Opening this weekend:
The Star—The hero of this animated comedy is a donkey named Bo. Bo and his
friend Dave the Dove and a sheep named Ruth and others band together and have
wacky adventures in their effort to warn the Virgin Mary, who’s on the road to
Bethlehem with Joseph, that the agents of Herod the Great are out to get them.
Funny versions of The Nativity go
back in the Western tradition at least as far as The Second Shepherd’s Play
in the 1500s. I also remember a surprisingly satirical holiday TV special
called The Night the Animals Talked back in the early ‘70s that focused
on the creatures around the manger, including Mary and Joseph’s goodhearted
donkey.
Even so, you may not always believe
what you’re seeing in this Sony Animation release—the standard cute talking
animal template, complete with an underdog (underdonkey?) hero who longs to see
the wider world, played out against this sort of pious tableau. It’s easy to
imagine neither the secular nor the devout being altogether comfortable with it.
This movie’s camp reaches its
highest level, perhaps, not with the critters but with its depiction of The
Annunciation.
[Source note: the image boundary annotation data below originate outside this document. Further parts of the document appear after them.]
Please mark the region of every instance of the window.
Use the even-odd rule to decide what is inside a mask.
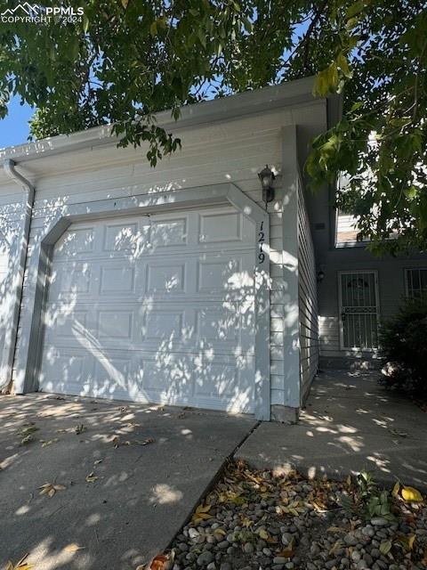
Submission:
[[[427,298],[427,267],[407,269],[407,296],[411,298]]]

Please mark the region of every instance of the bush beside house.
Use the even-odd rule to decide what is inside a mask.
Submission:
[[[427,398],[427,298],[405,300],[380,340],[385,383]]]

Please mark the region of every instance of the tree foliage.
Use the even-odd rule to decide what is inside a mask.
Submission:
[[[44,5],[58,4],[81,5]],[[18,94],[36,138],[111,122],[120,144],[149,142],[152,165],[180,143],[157,111],[315,74],[315,95],[343,94],[343,118],[313,142],[312,186],[345,174],[336,205],[374,251],[427,245],[423,2],[87,0],[81,21],[0,23],[0,37],[2,116]]]

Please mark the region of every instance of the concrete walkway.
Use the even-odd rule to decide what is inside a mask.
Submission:
[[[236,456],[256,468],[427,489],[427,413],[377,384],[378,372],[330,371],[313,383],[294,426],[262,424]]]
[[[34,441],[20,445],[29,422]],[[0,397],[0,568],[29,553],[36,570],[134,570],[167,546],[255,423],[118,402]],[[40,495],[46,483],[66,488]]]

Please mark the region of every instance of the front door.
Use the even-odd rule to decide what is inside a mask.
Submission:
[[[338,278],[341,347],[377,348],[379,303],[376,272],[340,272]]]

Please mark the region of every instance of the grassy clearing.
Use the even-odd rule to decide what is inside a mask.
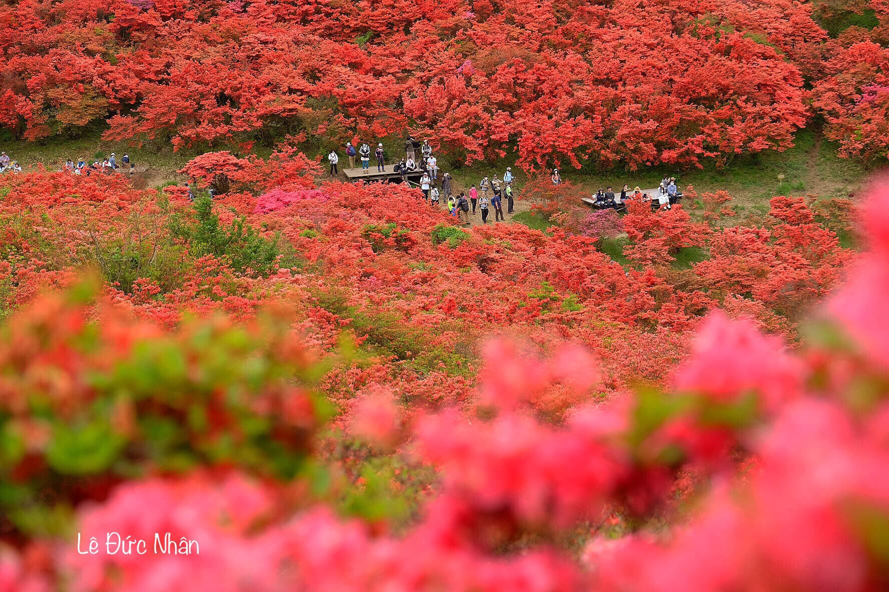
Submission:
[[[516,214],[513,215],[512,219],[519,224],[524,224],[528,228],[533,228],[534,230],[539,230],[541,233],[546,233],[547,228],[554,225],[552,222],[547,220],[542,216],[538,216],[531,211],[516,212]]]

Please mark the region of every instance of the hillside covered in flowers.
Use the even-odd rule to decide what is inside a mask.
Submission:
[[[882,0],[4,4],[0,148],[189,156],[155,188],[0,158],[0,592],[889,588],[887,178],[581,199],[590,168],[729,174],[808,128],[872,171],[887,27]],[[313,155],[408,134],[459,182],[521,171],[540,228]]]

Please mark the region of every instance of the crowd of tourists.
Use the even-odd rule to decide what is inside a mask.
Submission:
[[[679,187],[676,184],[675,177],[664,177],[657,192],[656,195],[649,195],[643,193],[638,186],[630,190],[629,186],[625,185],[620,193],[615,193],[611,187],[608,187],[607,190],[599,189],[593,194],[592,199],[596,207],[601,209],[609,208],[624,209],[626,203],[633,201],[650,201],[653,204],[653,209],[657,205],[659,209],[670,209],[673,204],[682,197],[682,192],[679,191]]]

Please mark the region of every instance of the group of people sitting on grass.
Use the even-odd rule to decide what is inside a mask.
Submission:
[[[11,172],[18,174],[21,172],[19,163],[12,160],[5,152],[0,152],[0,173]]]
[[[117,164],[117,156],[112,152],[110,156],[103,158],[101,161],[93,161],[92,164],[87,164],[86,161],[83,158],[78,159],[77,162],[75,163],[70,158],[65,161],[65,164],[61,168],[62,171],[71,173],[72,175],[86,175],[90,176],[92,173],[102,173],[105,175],[110,175],[116,171],[127,172],[132,175],[135,170],[136,165],[133,164],[130,160],[129,154],[124,154],[123,158],[120,159],[120,165]]]
[[[593,195],[593,201],[596,202],[596,207],[603,209],[608,208],[623,209],[627,201],[652,201],[653,203],[656,200],[659,209],[670,209],[681,196],[682,192],[679,191],[679,187],[676,184],[676,178],[664,177],[658,187],[657,195],[644,193],[638,186],[630,191],[629,185],[625,185],[620,195],[616,195],[611,187],[608,187],[607,191],[599,189]]]

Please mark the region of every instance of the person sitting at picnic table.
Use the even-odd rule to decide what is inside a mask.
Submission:
[[[611,187],[608,187],[608,191],[605,192],[605,198],[606,204],[609,206],[614,205],[614,192],[612,191]]]

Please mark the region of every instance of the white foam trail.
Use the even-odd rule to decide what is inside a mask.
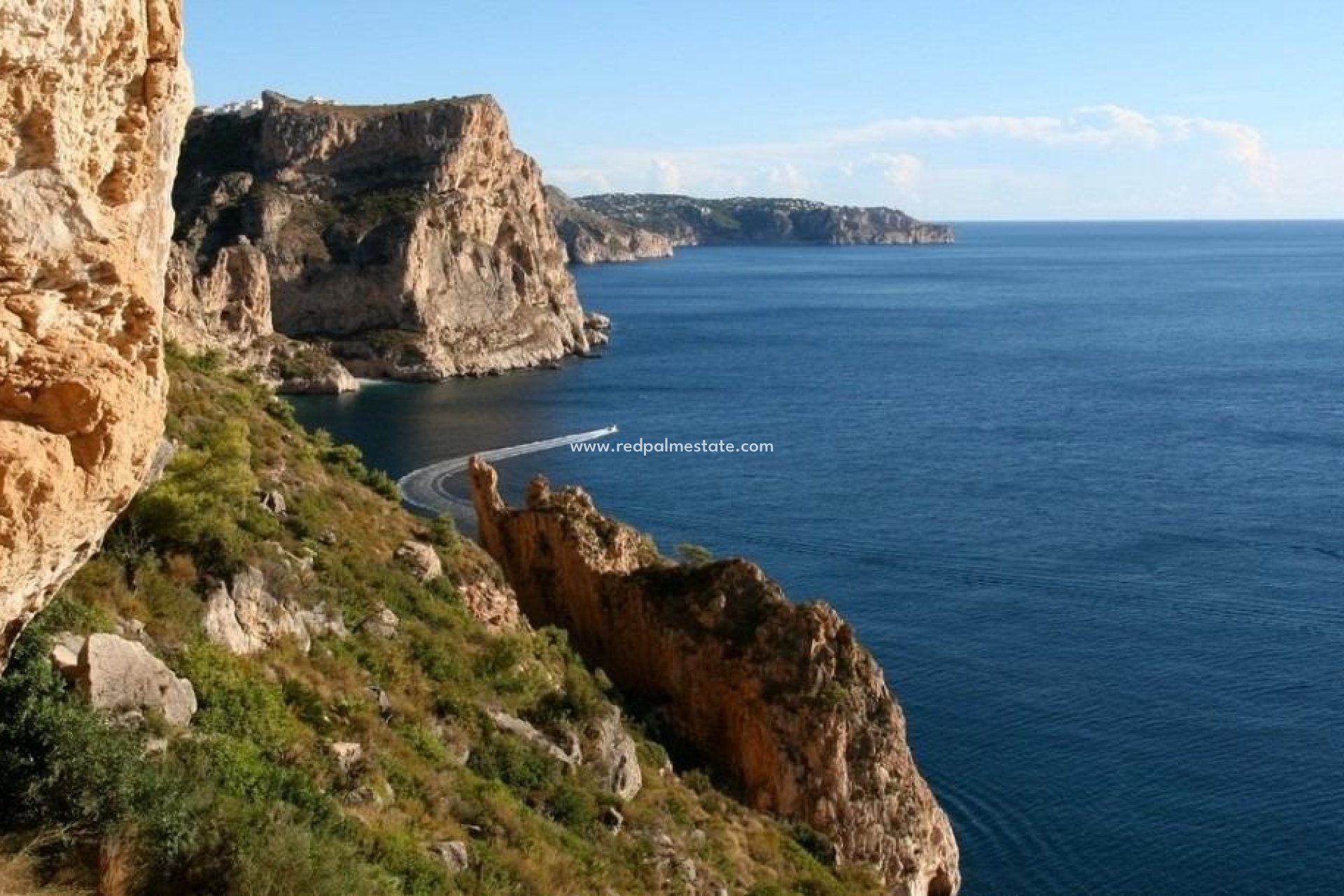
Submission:
[[[422,466],[418,470],[411,470],[396,481],[396,486],[402,490],[403,501],[414,504],[421,509],[430,510],[431,513],[444,513],[445,510],[453,510],[454,508],[461,509],[462,501],[448,490],[448,481],[465,470],[473,457],[478,457],[482,461],[504,461],[511,457],[536,454],[538,451],[550,451],[551,449],[564,447],[566,445],[593,442],[594,439],[606,438],[617,431],[620,430],[616,426],[605,426],[601,430],[574,433],[573,435],[559,435],[554,439],[509,445],[508,447],[491,449],[489,451],[473,451],[472,454],[449,458],[448,461],[439,461],[438,463],[430,463],[429,466]]]

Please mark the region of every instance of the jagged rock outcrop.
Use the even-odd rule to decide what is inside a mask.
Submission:
[[[578,204],[558,187],[546,188],[555,231],[564,242],[564,254],[575,265],[633,262],[642,258],[667,258],[672,240]]]
[[[663,193],[579,196],[578,206],[667,236],[673,246],[950,243],[952,227],[898,208],[828,206],[806,199],[695,199]]]
[[[177,0],[0,9],[0,669],[163,431]]]
[[[790,603],[745,560],[673,566],[581,489],[539,481],[515,510],[492,467],[473,461],[470,476],[481,543],[535,625],[659,704],[749,805],[824,833],[892,893],[957,892],[957,844],[900,708],[831,607]]]
[[[210,641],[237,654],[261,653],[286,639],[308,653],[313,638],[347,634],[340,610],[277,598],[255,567],[238,572],[228,586],[215,584],[206,596],[200,627]]]
[[[396,548],[395,556],[410,568],[411,574],[421,582],[433,582],[444,575],[444,562],[438,557],[434,545],[423,541],[403,541]]]
[[[607,707],[579,731],[563,727],[558,737],[547,736],[531,723],[501,709],[487,709],[485,715],[500,731],[563,766],[587,768],[621,802],[634,799],[644,787],[634,739],[621,724],[621,711],[616,707]]]
[[[199,111],[173,199],[184,341],[255,365],[269,328],[398,379],[587,351],[536,163],[489,97]]]
[[[513,588],[496,582],[493,576],[481,575],[460,582],[457,594],[466,611],[491,631],[517,631],[523,626]]]

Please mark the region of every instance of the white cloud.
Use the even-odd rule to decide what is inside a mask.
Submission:
[[[616,189],[612,179],[594,168],[556,168],[547,172],[547,180],[571,196],[609,193]]]
[[[660,193],[681,192],[681,168],[669,159],[655,159],[650,177]]]
[[[808,179],[801,171],[798,171],[797,165],[792,163],[784,163],[765,169],[765,180],[771,187],[782,189],[789,195],[804,192],[809,187]]]
[[[1279,165],[1250,124],[1116,103],[879,118],[792,141],[594,150],[574,161],[556,172],[562,187],[910,204],[935,219],[1274,215],[1292,214],[1275,210],[1304,192],[1302,173],[1286,159]]]
[[[919,172],[923,171],[923,161],[919,160],[919,156],[911,156],[907,152],[875,152],[868,156],[868,161],[878,165],[882,177],[888,184],[903,191],[913,189],[919,181]],[[853,169],[851,168],[851,171]]]

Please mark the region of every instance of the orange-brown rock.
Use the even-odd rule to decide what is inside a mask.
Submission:
[[[957,892],[957,844],[900,708],[835,610],[789,602],[745,560],[673,566],[581,489],[538,481],[511,509],[492,467],[470,474],[481,543],[535,625],[660,705],[751,806],[827,834],[888,892]]]
[[[0,668],[163,430],[179,0],[0,7]]]

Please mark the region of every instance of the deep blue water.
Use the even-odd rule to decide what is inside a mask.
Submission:
[[[825,596],[965,893],[1344,892],[1344,224],[965,224],[581,269],[562,371],[302,418],[394,474],[618,423],[773,454],[544,470]]]

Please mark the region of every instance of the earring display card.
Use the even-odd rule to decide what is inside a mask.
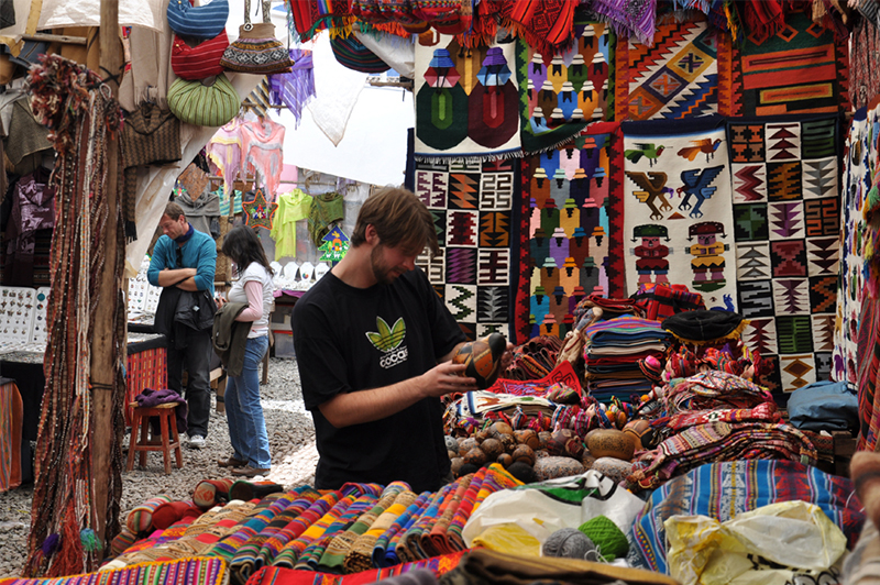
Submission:
[[[48,312],[46,311],[46,305],[48,303],[48,291],[50,288],[47,286],[36,289],[34,320],[33,328],[31,329],[31,343],[41,343],[43,345],[46,343],[46,336],[48,335],[48,325],[46,324],[46,319],[48,317]]]
[[[0,345],[31,341],[35,306],[35,288],[0,287]]]

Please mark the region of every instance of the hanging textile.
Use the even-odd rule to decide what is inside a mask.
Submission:
[[[579,20],[574,46],[543,55],[517,43],[520,136],[526,154],[562,144],[588,122],[609,119],[608,71],[616,38],[607,24]]]
[[[416,264],[470,339],[507,333],[517,159],[416,163],[416,195],[431,211],[443,254]]]
[[[315,68],[311,51],[292,48],[290,60],[290,73],[270,75],[268,87],[273,103],[284,103],[294,114],[296,129],[302,120],[302,108],[315,97]]]
[[[749,10],[773,2],[745,2]],[[848,112],[849,51],[846,38],[814,23],[805,12],[790,12],[771,34],[749,35],[735,44],[733,91],[723,99],[726,115]],[[867,48],[867,47],[866,47]],[[862,62],[867,57],[859,57]],[[876,75],[876,74],[875,74]],[[868,77],[869,79],[869,77]],[[870,98],[868,98],[870,99]]]
[[[697,14],[694,20],[659,23],[652,46],[634,37],[618,41],[616,119],[679,120],[718,113],[718,93],[729,84],[729,37]]]
[[[120,208],[108,217],[107,175],[110,130],[120,128],[119,103],[100,77],[57,55],[41,55],[29,74],[31,107],[51,131],[57,152],[53,186],[56,218],[52,245],[52,292],[44,369],[46,389],[34,456],[35,482],[26,576],[59,576],[92,570],[102,558],[92,525],[106,515],[107,538],[119,532],[122,496],[122,401],[125,383],[114,362],[114,383],[107,391],[113,412],[107,508],[92,509],[90,488],[92,427],[89,365],[95,333],[92,318],[101,303],[116,306],[112,346],[124,334],[124,302],[99,298],[105,250],[124,250]],[[122,180],[122,157],[117,177]],[[117,186],[119,188],[120,185]],[[117,240],[107,241],[108,222],[116,222]],[[122,278],[124,255],[117,255],[114,282]]]
[[[840,211],[840,279],[834,328],[832,379],[858,384],[858,328],[865,291],[862,242],[867,229],[861,209],[871,188],[870,164],[877,157],[872,126],[877,110],[856,112],[844,147]],[[867,358],[867,356],[865,356]]]
[[[739,312],[773,394],[829,379],[839,266],[837,117],[727,123]],[[706,305],[710,305],[706,302]]]
[[[416,44],[416,157],[520,156],[516,43],[464,48],[454,36]]]
[[[517,343],[564,336],[584,297],[624,295],[623,134],[591,124],[575,141],[522,165]]]

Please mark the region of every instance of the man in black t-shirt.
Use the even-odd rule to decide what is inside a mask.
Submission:
[[[448,478],[440,397],[476,385],[450,362],[464,334],[415,269],[426,245],[439,252],[431,213],[385,189],[361,208],[345,257],[294,307],[319,489],[402,479],[420,493]]]

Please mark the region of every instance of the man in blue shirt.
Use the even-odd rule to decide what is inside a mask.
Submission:
[[[207,291],[213,298],[213,275],[217,269],[215,241],[210,235],[196,231],[177,203],[165,206],[158,224],[163,235],[153,246],[153,257],[146,273],[150,284],[164,287],[163,296],[177,288],[190,292]],[[156,317],[158,321],[160,316]],[[188,446],[200,449],[208,435],[211,409],[211,327],[200,330],[178,327],[175,328],[175,335],[168,347],[168,388],[186,398],[189,409]],[[186,394],[182,391],[184,368],[188,375]]]

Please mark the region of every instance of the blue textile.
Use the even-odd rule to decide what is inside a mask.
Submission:
[[[260,373],[257,367],[268,351],[268,336],[248,340],[244,350],[244,366],[240,376],[230,377],[223,401],[227,407],[229,440],[232,456],[248,461],[251,467],[272,467],[268,452],[268,434],[260,404]]]

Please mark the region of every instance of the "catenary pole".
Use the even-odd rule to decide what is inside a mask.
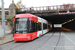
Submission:
[[[4,0],[1,0],[2,3],[2,28],[4,29],[4,37],[5,37],[5,22],[3,20],[5,20],[5,10],[4,10]]]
The green-eyed, freckled Mary (voiced by Gina Rodriguez, star of
TV’s Jane the Virgin), who talks like a Disney Channel heroine, receives
word from the Angel that she’s to be the Messiah’s mother with less emotion
than a contemporary American teenager might show at the news that she’d won
tickets to a Niall Horan concert. “Thank you,” she says mildly, and then, to
herself, “Do I say thank you?”
The most peculiar thing about this
peculiar movie is that it works, or at least it worked for me. The high-ticket
voice actors, led by Steven Yeun as Bo, Aidy Bryant as Ruth and Keegan-Michael
Key as the endearing Dave, create warm characterizations. I’m not kidding when
I say high-ticket, by the way: other beasts are voiced by Tyler Perry, Tracy
Morgan, Kelly Clarkson, Anthony Anderson, Kris Kristofferson, Ving Rhames,
Gabriel Iglesias, Patricia Heaton, Kristin Chenoweth and—gasp!—Oprah herself,
as a camel. Even Christopher Plummer lends his sinister purr to old Herod.
The Star is no classic, but this cast makes it
vibrant, and the story is about going to trouble for others, putting their
needs ahead of your own. It’s a kitschy, sometimes borderline embarrassing
movie, and a more genuinely sweet one than I’ve seen in a while.